With all twelve appointees selected for the Super Committee (aka the Joint Select Committee on Deficit Reduction), we can map the general ideological makeup of the panel (with apologies for the less than aesthetically appealing figure above). For now, we can set aside the strengths and weaknesses of various methods of calculating legislative voting scores, and I’ll just note that I’m relying here on Poole and Rosenthal’s “Common Space” DW-NOMINATE scores. (For an alternative, see Seth Masket’s use of Simon Jackman’s ideal point estimations here.) The advantage of Common Space scores is that they allow us (with a few assumptions) to scale members of the House and Senate as if they served in a single legislature, using the voting records of the 636 legislators in Congressional history who served in both chambers to orient House and Senate members on the same scale. In other words, as Poole and Rosenthal point out, each legislator is given a single ideal point for his or her entire congressional service. The advantage of the measure is that it puts all members of the Super Committee on a single scale, even though they served in different chambers and often at different times. (Let’s leave aside for now the disadvantages of such a scoring system.)
Two observations are in order:
First, in many ways, the members of the joint committee reflect the overall makeup of the two chambers: There’s no one in the ideological middle. The lack of centrists, of course, is now a well documented phenomenon, reflecting the disappearance of conservative Democrats and liberal Republicans over the past two decades. Legislative deals do get done under conditions of polarized parties. But the ideological gulf between the parties around the table of the joint committee will be as wide as the chasm between the two congressional parties at large. As the figure suggests, the super committee inherits the polarization that led legislators to kick the can over to the committee in the first place.
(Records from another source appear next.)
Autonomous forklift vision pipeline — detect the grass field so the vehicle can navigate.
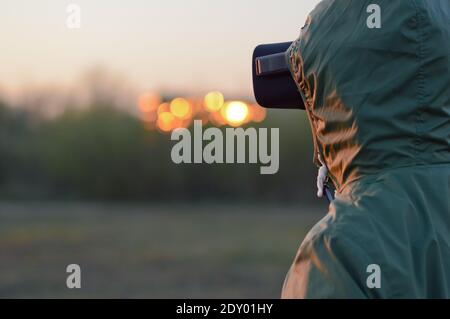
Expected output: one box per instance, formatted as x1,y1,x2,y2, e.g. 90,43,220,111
0,203,324,298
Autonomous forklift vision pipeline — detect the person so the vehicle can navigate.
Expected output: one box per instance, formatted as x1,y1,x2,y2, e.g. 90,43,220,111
282,0,450,299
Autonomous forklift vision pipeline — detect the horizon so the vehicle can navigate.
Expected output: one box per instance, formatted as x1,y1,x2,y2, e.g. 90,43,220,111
0,0,319,97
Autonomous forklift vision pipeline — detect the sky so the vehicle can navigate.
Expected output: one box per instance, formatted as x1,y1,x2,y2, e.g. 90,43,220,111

Second, in much of the commentary about the chances that the committee will be able to secure 7 votes for a deal, observers often speculate about which Republican might be willing to join a group of six Democrats or which Democrat might be willing to cross over to the Republicans. However, given the political dynamics that have arisen in recent tough economic votes (TARP, the April budget deal, the August deficit deal), these have not been left or right-sided coalitions: They have been ends against the middle coalitions. In other words, if there’s a chance that a majority emerges from the committee, my hunch is that it would isolate in the opposition the far left (Becerra and Clyburn) and far right (Toomey and Hensarling). So while the ideological mapping might not be terribly predictive of the chances of an agreement, it does suggest who might be unwilling to agree. Of course, it is hard to see the committee come to an agreement without at least tacit endorsement by party leaders. And Becerra and Clyburn are both part of the House Democratic leadership. In a world in which the committee manages to break bread before Thanksgiving, perhaps Toomey and Hensarling alone on the right sit out the holiday feast.